Même si une autre organisation dispose des moyens politiques et militaires importants et suffisants pour sanctionner unilatéralement un Etat, elle doit se présenter au Conseil de sécurité en vue d’obtenir de celui-ci le permis d’agir (Chapitre VIII de la charte de l’ONU).
Lorsqu’une organisation régionale accuse un autre de violer le droit international et que le comportement de ce dernier menace la paix et la sécurité internationales, sauf si cette attitude constitue une agression, dans quel cas la légitime défense est admise, elle est tenue de saisir le Conseil de sécurité pour que ce dernier apprécie si ce cas appelle l’emploi de la force « dans l’intérêt commun » et décide l’action nécessaire par des mesures coercitives.
En dehors de l’ONU, aucune autre organisation ne peut, sans l’autorisation du Conseil de sécurité, décider d’imposer une sanction contre un Etat souverain.
Certes, l’UE s’est dotée de nouvelles compétences en politique étrangère depuis le Traité de Maastricht, et a déjà pris de nombreux actes destinés à mettre en place des régimes de sanctions autonomes. Elle applique pour ce faire des sanctions dites intelligentes consistant à imposer des interdictions d’entrée sur le territoire européen des personnalités et de gel des avoirs des dirigeants de certains Etats.
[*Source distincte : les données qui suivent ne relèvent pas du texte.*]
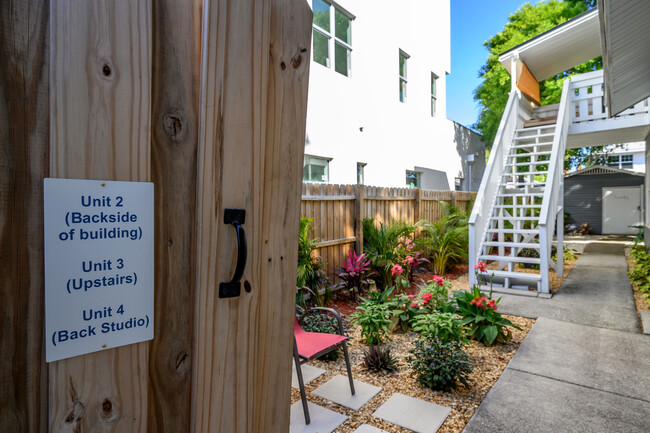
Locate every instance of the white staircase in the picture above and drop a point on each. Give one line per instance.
(512, 235)
(520, 199)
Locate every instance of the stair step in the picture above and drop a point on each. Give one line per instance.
(522, 184)
(523, 164)
(529, 260)
(514, 231)
(515, 218)
(524, 155)
(545, 135)
(508, 274)
(531, 245)
(520, 206)
(527, 173)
Mais ce comportement ne peut être qu’une épreuve de force dépourvue de toute base légale aux yeux du droit international.
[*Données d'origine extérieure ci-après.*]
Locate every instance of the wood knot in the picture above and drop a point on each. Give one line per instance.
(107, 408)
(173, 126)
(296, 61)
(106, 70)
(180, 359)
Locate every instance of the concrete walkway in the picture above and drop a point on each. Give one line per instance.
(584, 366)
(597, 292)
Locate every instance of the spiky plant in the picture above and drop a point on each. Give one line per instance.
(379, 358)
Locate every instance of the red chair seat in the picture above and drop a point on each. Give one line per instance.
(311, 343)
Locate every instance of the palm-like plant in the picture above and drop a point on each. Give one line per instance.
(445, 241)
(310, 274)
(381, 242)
La règle déterminant le contenu de ces sanctions, la qualité de l’entité habilitée à les décider et la forme dans laquelle un tel acte est pris, sont contraires à la Charte de l’Organisation des Nations Unies et violent les principes de souveraineté et de non-ingérence dans les affaires intérieures de l’Etat guinéen.
Lorsqu’un membre de l’Organisation enfreint le droit international, les autres Etats peuvent s’adresser au Conseil pour que des mesures efficaces soient prises à son encontre afin d’éviter que le droit impérial égoïstement imposé par la volonté unilatérale d’une puissance n’efface pas le droit international émanant du concours des volontés d’entités égales et souveraines.
En somme, il est clairement établi que l’Union européenne n’a ni la légalité, ni la légitimité pour se passer en gendarme du monde.
Abdourahamane WASSOLO DIALLO, Juriste et Enseignant-chercheur à la Faculté des scientifiques juridiques et politiques de L »UGLC-SC.